Human Statue of LIberty For whatever reason, an 89 year old photo taken in Iowa is making its way around the internet. Many people who see the picture find it hard to believe it’s real.

Mike Vogt, curator for the Gold Star Military Museum at Camp Dodge, says they received dozens of e-mails last week questioning if it’s a doctored image.

Vogt says, in fact, it’s a real photo called "The Human Statue of Liberty." The photo was taken in August 1918 by Arthur Mole.

Vogt says Mole and another photographer, John D. Thomas, traveled the country taking photos of soldiers who were grouped together to form various "patriotic" patterns. Over 18,000 soldiers were used in the Camp Dodge photo that was taken from an 80 foot high tower. Mole and Thomas went to great lengths to make sure the human statue was proportionally correct.

"It’s an interesting exercise in survey and mathematic techniques to have the photographer perched in an 80 foot high tower and have all the soldiers fall in exactly where they needed to be," Vogt says. In order to give the statue proper perspective, 12,000 men were placed 1,300 feet away from the tower to make up the flame of the torch.

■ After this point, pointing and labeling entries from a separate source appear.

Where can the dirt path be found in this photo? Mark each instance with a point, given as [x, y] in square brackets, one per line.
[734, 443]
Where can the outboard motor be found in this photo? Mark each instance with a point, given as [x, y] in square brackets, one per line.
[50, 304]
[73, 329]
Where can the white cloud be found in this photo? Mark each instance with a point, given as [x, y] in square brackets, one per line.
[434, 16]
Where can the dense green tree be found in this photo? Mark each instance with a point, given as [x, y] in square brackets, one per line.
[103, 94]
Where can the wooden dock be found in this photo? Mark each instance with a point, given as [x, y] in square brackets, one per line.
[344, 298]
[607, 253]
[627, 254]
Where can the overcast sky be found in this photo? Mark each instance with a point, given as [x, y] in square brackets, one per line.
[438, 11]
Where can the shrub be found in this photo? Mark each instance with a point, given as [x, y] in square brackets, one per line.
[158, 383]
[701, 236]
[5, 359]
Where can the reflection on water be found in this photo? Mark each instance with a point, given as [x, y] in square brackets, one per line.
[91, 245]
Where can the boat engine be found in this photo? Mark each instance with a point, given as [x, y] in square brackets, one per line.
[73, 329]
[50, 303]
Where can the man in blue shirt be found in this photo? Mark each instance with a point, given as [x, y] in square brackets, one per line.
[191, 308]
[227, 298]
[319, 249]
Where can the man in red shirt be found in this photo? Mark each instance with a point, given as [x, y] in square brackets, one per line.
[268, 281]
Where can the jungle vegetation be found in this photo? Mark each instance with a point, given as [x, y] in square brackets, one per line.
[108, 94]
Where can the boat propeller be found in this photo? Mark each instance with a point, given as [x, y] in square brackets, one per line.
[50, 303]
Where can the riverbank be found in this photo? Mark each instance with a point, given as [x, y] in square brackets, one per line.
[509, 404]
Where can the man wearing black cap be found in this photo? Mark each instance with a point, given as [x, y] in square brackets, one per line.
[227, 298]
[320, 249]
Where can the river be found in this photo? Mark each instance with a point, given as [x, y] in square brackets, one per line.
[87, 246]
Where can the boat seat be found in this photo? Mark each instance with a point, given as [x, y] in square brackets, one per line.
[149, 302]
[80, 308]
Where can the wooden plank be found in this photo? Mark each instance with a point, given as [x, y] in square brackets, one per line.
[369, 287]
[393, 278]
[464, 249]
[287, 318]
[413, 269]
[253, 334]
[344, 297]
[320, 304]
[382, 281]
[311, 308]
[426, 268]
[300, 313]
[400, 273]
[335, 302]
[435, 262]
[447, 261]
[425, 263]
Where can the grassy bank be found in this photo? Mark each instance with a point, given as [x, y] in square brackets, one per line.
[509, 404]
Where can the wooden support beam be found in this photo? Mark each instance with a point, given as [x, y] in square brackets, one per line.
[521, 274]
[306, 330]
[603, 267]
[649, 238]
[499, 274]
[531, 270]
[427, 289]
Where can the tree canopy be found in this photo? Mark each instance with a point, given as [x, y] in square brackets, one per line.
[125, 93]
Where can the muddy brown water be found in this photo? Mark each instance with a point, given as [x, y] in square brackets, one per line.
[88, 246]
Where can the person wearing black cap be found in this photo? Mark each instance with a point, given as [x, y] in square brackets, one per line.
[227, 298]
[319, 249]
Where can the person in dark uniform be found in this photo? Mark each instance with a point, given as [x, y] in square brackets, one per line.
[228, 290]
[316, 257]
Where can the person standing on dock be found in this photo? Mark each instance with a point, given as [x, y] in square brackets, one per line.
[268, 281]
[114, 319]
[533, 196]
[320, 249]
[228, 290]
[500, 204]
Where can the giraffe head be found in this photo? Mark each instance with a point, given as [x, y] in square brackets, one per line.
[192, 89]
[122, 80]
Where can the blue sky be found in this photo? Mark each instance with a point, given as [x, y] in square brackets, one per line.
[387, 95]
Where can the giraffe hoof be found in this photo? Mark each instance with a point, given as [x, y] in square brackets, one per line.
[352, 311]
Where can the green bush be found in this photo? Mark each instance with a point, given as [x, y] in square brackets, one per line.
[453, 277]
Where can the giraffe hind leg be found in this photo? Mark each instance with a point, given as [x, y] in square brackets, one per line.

Only 2,000 men were needed for the body and head – closer to the tower.

Vogt says that means there were too many men, too far away, for the photographer to direct, "everyone needed to know exactly where to fall in when they posed for that picture." The photo was taken not long before the soldiers were shipped out to France for World War I. The Gold Star Military Museum has three original prints of the picture.